4. Ornements Anglo-Saxons d’une époque plus récente. — Vers le milieu du dixième siècle, quelques-uns des artistes anglo-saxons se servaient, dans leurs manuscrits, d’un autre style d’ornement également frappant et également distinct de celui de tout autre pays. Cet ornement consistait en un dessin de la forme d’un cadre, composé de barreaux d’or qui entouraient toute la page, au centre de laquelle étaient placés les miniatures et les titres.

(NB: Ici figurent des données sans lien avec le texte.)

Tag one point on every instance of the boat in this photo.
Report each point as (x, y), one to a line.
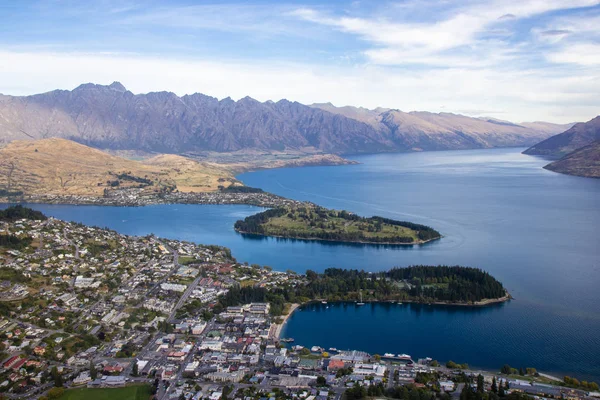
(360, 303)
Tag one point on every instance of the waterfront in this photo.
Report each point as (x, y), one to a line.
(534, 230)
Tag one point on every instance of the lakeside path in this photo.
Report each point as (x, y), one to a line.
(276, 331)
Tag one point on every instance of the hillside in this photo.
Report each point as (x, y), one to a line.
(419, 130)
(111, 117)
(317, 223)
(577, 136)
(582, 162)
(63, 167)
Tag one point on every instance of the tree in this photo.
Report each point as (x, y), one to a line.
(57, 377)
(55, 393)
(305, 351)
(93, 371)
(480, 384)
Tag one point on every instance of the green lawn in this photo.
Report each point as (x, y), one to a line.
(135, 392)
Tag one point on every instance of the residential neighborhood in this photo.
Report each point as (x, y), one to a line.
(88, 307)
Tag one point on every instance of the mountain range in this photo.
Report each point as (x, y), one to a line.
(111, 117)
(578, 146)
(577, 136)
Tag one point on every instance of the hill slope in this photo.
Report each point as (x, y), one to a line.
(420, 130)
(584, 161)
(579, 135)
(62, 167)
(111, 117)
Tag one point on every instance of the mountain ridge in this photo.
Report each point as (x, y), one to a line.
(112, 117)
(579, 135)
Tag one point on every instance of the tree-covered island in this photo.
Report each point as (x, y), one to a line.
(312, 222)
(454, 285)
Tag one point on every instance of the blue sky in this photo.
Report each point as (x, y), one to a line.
(517, 60)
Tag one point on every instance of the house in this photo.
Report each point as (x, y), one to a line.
(334, 365)
(446, 386)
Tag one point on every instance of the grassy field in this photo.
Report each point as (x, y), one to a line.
(135, 392)
(63, 167)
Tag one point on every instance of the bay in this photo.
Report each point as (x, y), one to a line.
(535, 230)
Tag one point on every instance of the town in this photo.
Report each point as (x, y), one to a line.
(86, 307)
(143, 197)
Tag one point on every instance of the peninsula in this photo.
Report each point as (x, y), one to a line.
(312, 222)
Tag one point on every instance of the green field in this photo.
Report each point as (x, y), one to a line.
(318, 223)
(134, 392)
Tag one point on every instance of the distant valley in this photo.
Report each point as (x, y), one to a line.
(113, 118)
(579, 148)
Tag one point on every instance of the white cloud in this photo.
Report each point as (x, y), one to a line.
(587, 54)
(469, 34)
(518, 95)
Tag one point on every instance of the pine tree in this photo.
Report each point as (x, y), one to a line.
(480, 385)
(93, 371)
(56, 376)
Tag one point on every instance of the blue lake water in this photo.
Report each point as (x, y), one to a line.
(535, 230)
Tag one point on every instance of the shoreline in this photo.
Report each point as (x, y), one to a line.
(418, 243)
(276, 334)
(481, 303)
(128, 198)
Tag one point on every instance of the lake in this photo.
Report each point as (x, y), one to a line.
(534, 230)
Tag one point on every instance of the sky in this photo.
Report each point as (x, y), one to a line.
(517, 60)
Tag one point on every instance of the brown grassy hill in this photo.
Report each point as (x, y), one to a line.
(63, 167)
(582, 162)
(572, 139)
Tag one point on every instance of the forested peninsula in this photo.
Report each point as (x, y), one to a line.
(312, 222)
(441, 284)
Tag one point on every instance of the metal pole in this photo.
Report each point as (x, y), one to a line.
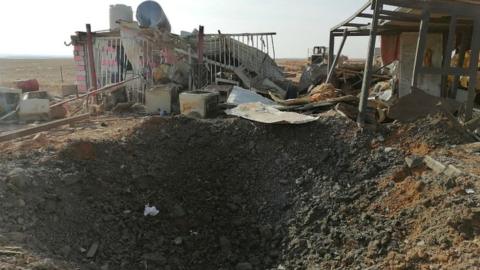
(335, 61)
(421, 46)
(273, 48)
(473, 70)
(91, 60)
(367, 76)
(331, 50)
(190, 75)
(201, 38)
(461, 61)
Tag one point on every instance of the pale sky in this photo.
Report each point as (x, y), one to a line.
(39, 27)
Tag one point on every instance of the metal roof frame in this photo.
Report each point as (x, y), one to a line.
(442, 16)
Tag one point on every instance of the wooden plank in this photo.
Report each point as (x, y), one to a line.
(367, 76)
(447, 56)
(437, 6)
(111, 87)
(444, 71)
(351, 18)
(421, 46)
(335, 61)
(331, 50)
(461, 60)
(472, 85)
(40, 128)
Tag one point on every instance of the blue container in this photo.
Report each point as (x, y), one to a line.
(150, 14)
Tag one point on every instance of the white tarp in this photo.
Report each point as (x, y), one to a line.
(241, 96)
(262, 113)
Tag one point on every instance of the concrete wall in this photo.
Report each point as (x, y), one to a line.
(408, 46)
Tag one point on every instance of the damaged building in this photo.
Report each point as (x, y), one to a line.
(430, 44)
(145, 56)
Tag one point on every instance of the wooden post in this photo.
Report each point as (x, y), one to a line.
(331, 50)
(367, 75)
(473, 70)
(447, 56)
(91, 60)
(201, 38)
(461, 61)
(421, 46)
(335, 61)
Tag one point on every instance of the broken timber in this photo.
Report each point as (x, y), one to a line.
(112, 88)
(44, 127)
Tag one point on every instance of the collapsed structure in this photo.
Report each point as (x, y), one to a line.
(422, 36)
(149, 56)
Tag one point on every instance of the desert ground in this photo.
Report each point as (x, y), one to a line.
(46, 71)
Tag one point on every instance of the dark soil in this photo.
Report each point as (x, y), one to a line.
(231, 194)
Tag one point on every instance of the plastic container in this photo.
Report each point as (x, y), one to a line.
(150, 14)
(120, 12)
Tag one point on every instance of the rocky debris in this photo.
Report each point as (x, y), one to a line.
(435, 165)
(233, 194)
(414, 161)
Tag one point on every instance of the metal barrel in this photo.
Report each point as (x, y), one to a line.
(150, 14)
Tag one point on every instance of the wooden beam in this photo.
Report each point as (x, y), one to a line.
(444, 71)
(331, 50)
(335, 62)
(461, 61)
(351, 18)
(472, 85)
(447, 56)
(421, 46)
(40, 128)
(367, 76)
(438, 6)
(111, 87)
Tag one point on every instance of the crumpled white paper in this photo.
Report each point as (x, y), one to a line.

Ces cadres étaient ornés de feuillages et de bourgeons, mais pour rester fidèles aux idées invétérées des entrelacs, les feuilles et les tiges furent entre lacées entr’elles et avec les barreaux d’or mêmes — les angles étaient, en outre, décorés de cercles, de carrés, de rhombes, ou de quatrefeuilles. Ce style d’ornement était des plus élaborés, au Sud de l’Angleterre surtout ; et les exemples les plus grandioses ont été exécutés à Winchester au monastère de St. Æthelwold, dans la seconde moitié du dixième siècle. Le plus magnifique de ces exemples, c’est le bénédictionnaire appartenant au duc de Devonshire, et illustré complètement dans VArchoeologia : les deux exemples, cependant, qu’on conserve à la bibliothèque publique de Rouen, en approchent de bien près ; et on peut dire la même chose de l’exemplaire des évangiles qui se trouve à la bibliothèque de Trinity College, Cambridge. Les évangiles du Roi Canute, au musée Britannique, un autre de ces exemples, nous a fourni le motif de la figure 20, planche LXV.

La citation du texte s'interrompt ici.